Understanding the Stack

Introduction

Assembly languages provide you the ability to implement conditional statements. If you add and jump/branches (the assembly equivalent of "goto" statements), you can implement loops.

The next step is some kind of support for functions. Functions are perhaps the most fundamental language feature for abstraction and code reuse. It allows us to refer to some piece of code by a name. All we need to know is how many arguments are needed, what type of arguments, and what the function returns, and what the function computes to use the function.

In particular, it's not necessary to know how the function does what it does.

How does assembly language give us this kind of support.

To think about what's required, let's think about what happens in a function call.

When a function call is executed, the arguments need to be evaluated to values (at least, for C-like programming languages).
Then, control flow jumps to the body of the function, and code begins executing there.
Once a return statement has been encountered, we're done with the function, and return back to the function call.

Programming languages make functions easy to maintain and write by giving each function its own section of memory to operate in.

For example, suppose you have the following function.

  int pickMin( int x, int y, int z ) {
     int min = x ;
     if ( y < min )
        min = y ;
     if ( z < min )
        min = z ;
     return min ;
   }

You declare parameters x, y, and z. You also declare local variables, min. You know that these variables won't interfere with other variables in other functions, even if those functions use the same variable names.

In fact, you also know that these variables won't interfere with separate invocations of itself.

For example, consider this recursive function,

  int fact( int n ) {
     if ( n == 0 )
        return 1 ;
     else
        return fact( n - 1 ) * n ;
   }

Each call to fact produces a new memory location for n.
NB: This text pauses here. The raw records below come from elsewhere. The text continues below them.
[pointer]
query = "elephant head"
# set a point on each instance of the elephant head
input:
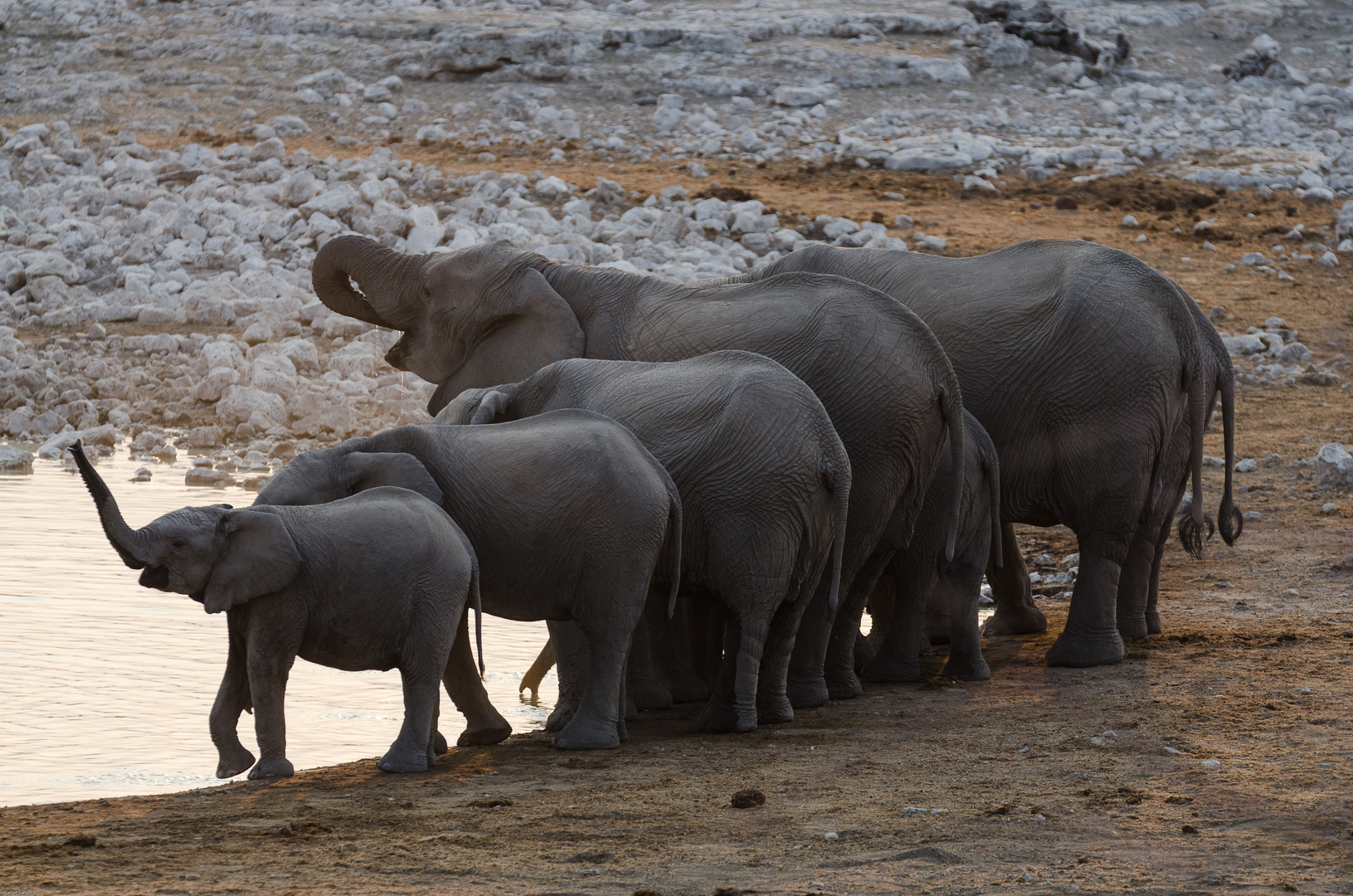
(329, 474)
(473, 317)
(217, 555)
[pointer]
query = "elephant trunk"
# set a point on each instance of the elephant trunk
(130, 544)
(388, 280)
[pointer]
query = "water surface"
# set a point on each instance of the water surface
(106, 686)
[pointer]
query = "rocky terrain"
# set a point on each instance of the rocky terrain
(168, 169)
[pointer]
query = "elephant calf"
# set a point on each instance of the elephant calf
(920, 581)
(299, 582)
(568, 514)
(763, 482)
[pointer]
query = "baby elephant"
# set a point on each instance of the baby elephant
(299, 582)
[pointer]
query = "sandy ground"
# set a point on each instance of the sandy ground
(932, 788)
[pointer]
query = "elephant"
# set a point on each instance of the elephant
(924, 595)
(568, 514)
(302, 582)
(1095, 377)
(763, 482)
(493, 314)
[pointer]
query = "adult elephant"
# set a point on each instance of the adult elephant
(1095, 377)
(494, 314)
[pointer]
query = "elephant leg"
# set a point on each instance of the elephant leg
(773, 704)
(411, 750)
(572, 657)
(1136, 580)
(270, 666)
(231, 699)
(1091, 635)
(670, 647)
(544, 662)
(840, 666)
(484, 723)
(744, 645)
(1015, 609)
(640, 681)
(1153, 593)
(900, 645)
(805, 685)
(956, 591)
(600, 722)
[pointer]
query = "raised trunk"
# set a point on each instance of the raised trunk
(129, 543)
(388, 280)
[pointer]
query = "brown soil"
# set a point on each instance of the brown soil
(1027, 800)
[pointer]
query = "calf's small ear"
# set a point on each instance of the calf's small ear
(371, 470)
(260, 558)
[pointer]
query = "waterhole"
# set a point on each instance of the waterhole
(106, 686)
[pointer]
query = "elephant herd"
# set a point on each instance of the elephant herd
(703, 486)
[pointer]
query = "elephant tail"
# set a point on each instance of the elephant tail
(479, 611)
(951, 409)
(1229, 519)
(836, 477)
(674, 529)
(1191, 528)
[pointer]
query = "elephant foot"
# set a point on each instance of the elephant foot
(399, 758)
(484, 737)
(1132, 627)
(649, 694)
(843, 686)
(272, 769)
(1078, 650)
(686, 686)
(1022, 621)
(967, 669)
(806, 694)
(589, 734)
(892, 670)
(234, 762)
(718, 719)
(562, 715)
(774, 711)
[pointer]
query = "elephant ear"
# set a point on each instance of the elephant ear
(518, 328)
(491, 407)
(371, 470)
(260, 558)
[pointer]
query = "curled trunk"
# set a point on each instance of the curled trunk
(388, 280)
(129, 543)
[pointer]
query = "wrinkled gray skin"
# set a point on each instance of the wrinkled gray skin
(763, 482)
(1095, 377)
(568, 514)
(494, 314)
(922, 593)
(304, 582)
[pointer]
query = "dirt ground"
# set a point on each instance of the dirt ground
(1222, 771)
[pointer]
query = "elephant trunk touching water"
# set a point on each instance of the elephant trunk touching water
(493, 314)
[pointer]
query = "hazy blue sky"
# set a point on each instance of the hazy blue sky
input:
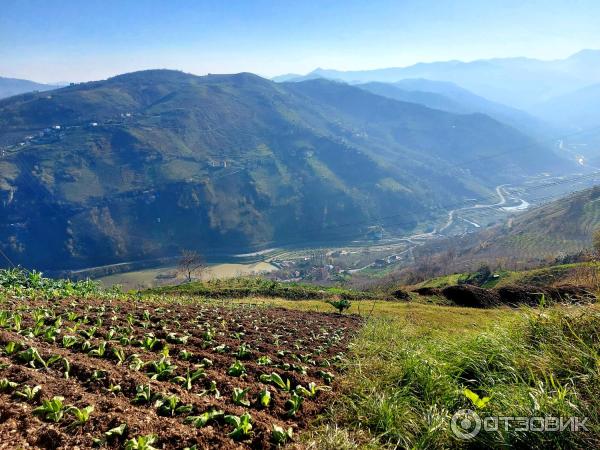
(75, 40)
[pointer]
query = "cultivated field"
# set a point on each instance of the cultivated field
(163, 375)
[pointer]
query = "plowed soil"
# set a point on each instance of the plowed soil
(301, 347)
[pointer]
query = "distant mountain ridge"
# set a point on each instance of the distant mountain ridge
(15, 86)
(518, 82)
(144, 164)
(452, 98)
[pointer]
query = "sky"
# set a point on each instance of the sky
(82, 40)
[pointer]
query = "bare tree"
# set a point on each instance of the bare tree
(596, 242)
(190, 263)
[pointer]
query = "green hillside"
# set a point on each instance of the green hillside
(551, 231)
(144, 164)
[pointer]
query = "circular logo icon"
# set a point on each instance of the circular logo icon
(466, 424)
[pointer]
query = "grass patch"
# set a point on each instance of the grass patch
(259, 287)
(406, 379)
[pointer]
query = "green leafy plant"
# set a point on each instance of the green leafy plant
(52, 410)
(12, 347)
(150, 342)
(341, 305)
(175, 339)
(141, 443)
(161, 369)
(239, 396)
(31, 356)
(80, 416)
(29, 393)
(476, 400)
(243, 352)
(328, 377)
(242, 427)
(294, 404)
(280, 435)
(143, 394)
(120, 355)
(69, 341)
(185, 355)
(311, 391)
(7, 385)
(100, 351)
(189, 378)
(135, 362)
(237, 369)
(263, 361)
(264, 398)
(204, 418)
(276, 380)
(171, 406)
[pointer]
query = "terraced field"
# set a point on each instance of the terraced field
(115, 374)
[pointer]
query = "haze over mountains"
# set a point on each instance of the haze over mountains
(14, 86)
(144, 164)
(562, 92)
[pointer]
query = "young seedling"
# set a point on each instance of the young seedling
(141, 443)
(243, 352)
(239, 396)
(31, 356)
(264, 398)
(341, 305)
(280, 435)
(312, 390)
(7, 385)
(189, 378)
(294, 403)
(276, 380)
(263, 361)
(328, 377)
(185, 355)
(237, 369)
(100, 351)
(161, 369)
(11, 348)
(119, 354)
(143, 394)
(172, 406)
(80, 416)
(242, 428)
(52, 410)
(135, 363)
(174, 339)
(69, 341)
(150, 342)
(204, 418)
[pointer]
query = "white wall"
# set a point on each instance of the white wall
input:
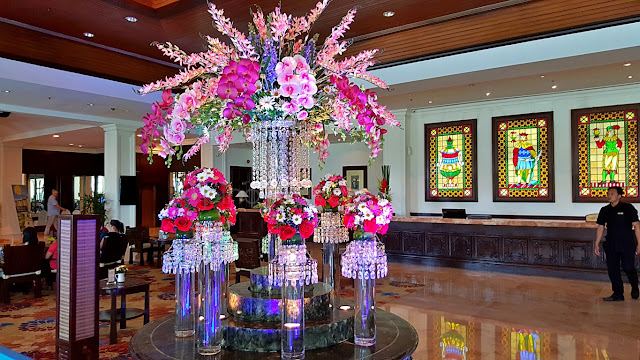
(560, 103)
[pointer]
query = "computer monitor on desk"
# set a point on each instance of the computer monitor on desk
(454, 213)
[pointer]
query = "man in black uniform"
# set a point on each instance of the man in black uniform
(621, 246)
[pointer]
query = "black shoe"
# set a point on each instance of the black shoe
(614, 298)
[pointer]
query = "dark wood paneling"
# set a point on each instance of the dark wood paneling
(578, 254)
(461, 246)
(487, 247)
(437, 244)
(393, 241)
(413, 242)
(544, 252)
(515, 250)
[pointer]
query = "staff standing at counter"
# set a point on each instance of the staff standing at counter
(621, 245)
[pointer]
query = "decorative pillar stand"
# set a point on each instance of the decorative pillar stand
(330, 233)
(364, 261)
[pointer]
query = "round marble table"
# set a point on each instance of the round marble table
(396, 339)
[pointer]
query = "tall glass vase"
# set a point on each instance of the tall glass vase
(185, 303)
(292, 341)
(209, 329)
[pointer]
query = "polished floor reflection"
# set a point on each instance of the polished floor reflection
(469, 315)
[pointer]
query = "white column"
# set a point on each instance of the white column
(10, 174)
(119, 160)
(210, 156)
(395, 155)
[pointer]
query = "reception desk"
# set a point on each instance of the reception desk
(545, 247)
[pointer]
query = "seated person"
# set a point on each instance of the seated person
(50, 263)
(30, 236)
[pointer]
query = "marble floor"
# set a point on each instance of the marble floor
(512, 317)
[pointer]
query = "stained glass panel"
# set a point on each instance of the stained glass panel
(523, 157)
(450, 165)
(606, 152)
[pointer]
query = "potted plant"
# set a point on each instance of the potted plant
(120, 273)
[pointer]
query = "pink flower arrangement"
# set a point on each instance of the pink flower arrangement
(178, 215)
(368, 213)
(331, 192)
(278, 71)
(290, 215)
(209, 192)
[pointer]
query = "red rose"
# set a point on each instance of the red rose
(183, 223)
(167, 226)
(348, 220)
(320, 201)
(286, 232)
(306, 229)
(370, 226)
(225, 203)
(334, 200)
(204, 204)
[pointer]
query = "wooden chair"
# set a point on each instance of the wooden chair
(248, 257)
(140, 242)
(21, 265)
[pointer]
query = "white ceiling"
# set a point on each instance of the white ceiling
(44, 101)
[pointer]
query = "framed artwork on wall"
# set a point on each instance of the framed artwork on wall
(450, 168)
(356, 177)
(523, 158)
(605, 152)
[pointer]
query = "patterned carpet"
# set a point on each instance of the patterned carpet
(28, 325)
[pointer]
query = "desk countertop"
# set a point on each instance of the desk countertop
(498, 222)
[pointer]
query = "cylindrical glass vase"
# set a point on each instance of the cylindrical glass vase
(331, 271)
(185, 303)
(209, 329)
(292, 341)
(364, 323)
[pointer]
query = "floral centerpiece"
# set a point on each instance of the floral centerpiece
(178, 217)
(291, 218)
(367, 214)
(331, 192)
(208, 191)
(278, 71)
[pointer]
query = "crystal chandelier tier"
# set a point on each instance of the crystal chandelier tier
(280, 158)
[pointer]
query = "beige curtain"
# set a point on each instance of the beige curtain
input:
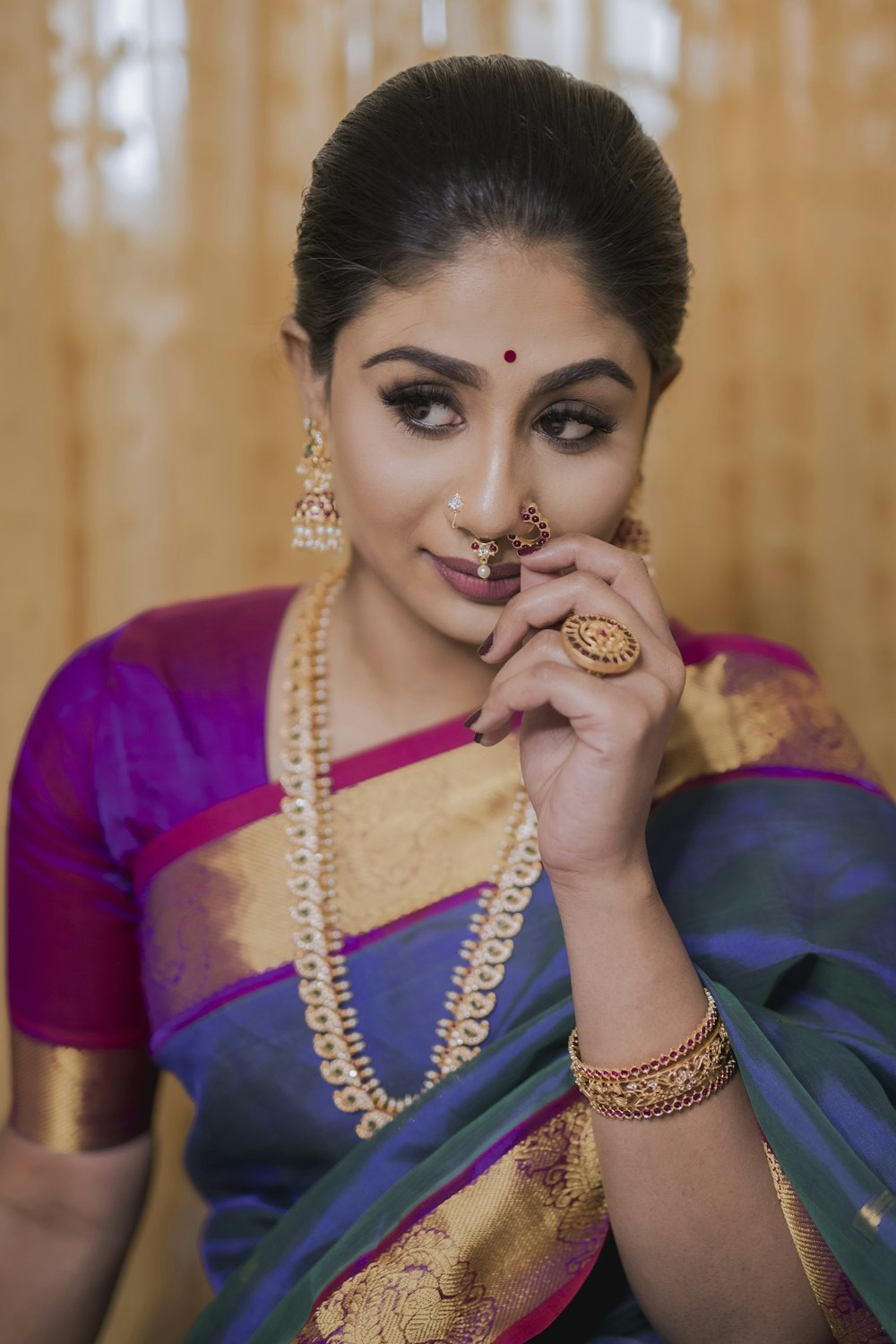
(152, 160)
Thus, each separate call (or invocation) to fact has its own copy of n.

How does this get implemented? In order to understand function calls, you need to understand the stack, and you need to understand how assembly languages like MIPS deal with the stack.

Stack

When a program starts executing, a certain contiguous section of memory is set aside for the program called the stack.

Let's look at a stack.

The stack pointer is usually a register that contains the top of the stack. The stack pointer contains the smallest address x such that any address smaller than x is considered garbage, and any address greater than or equal to x is considered valid.

In the example above, the stack pointer contains the value 0x0000 1000, which was somewhat arbitrarily chosen.

The shaded region of the diagram represents valid parts of the stack.

It's useful to think of the following aspects of a stack.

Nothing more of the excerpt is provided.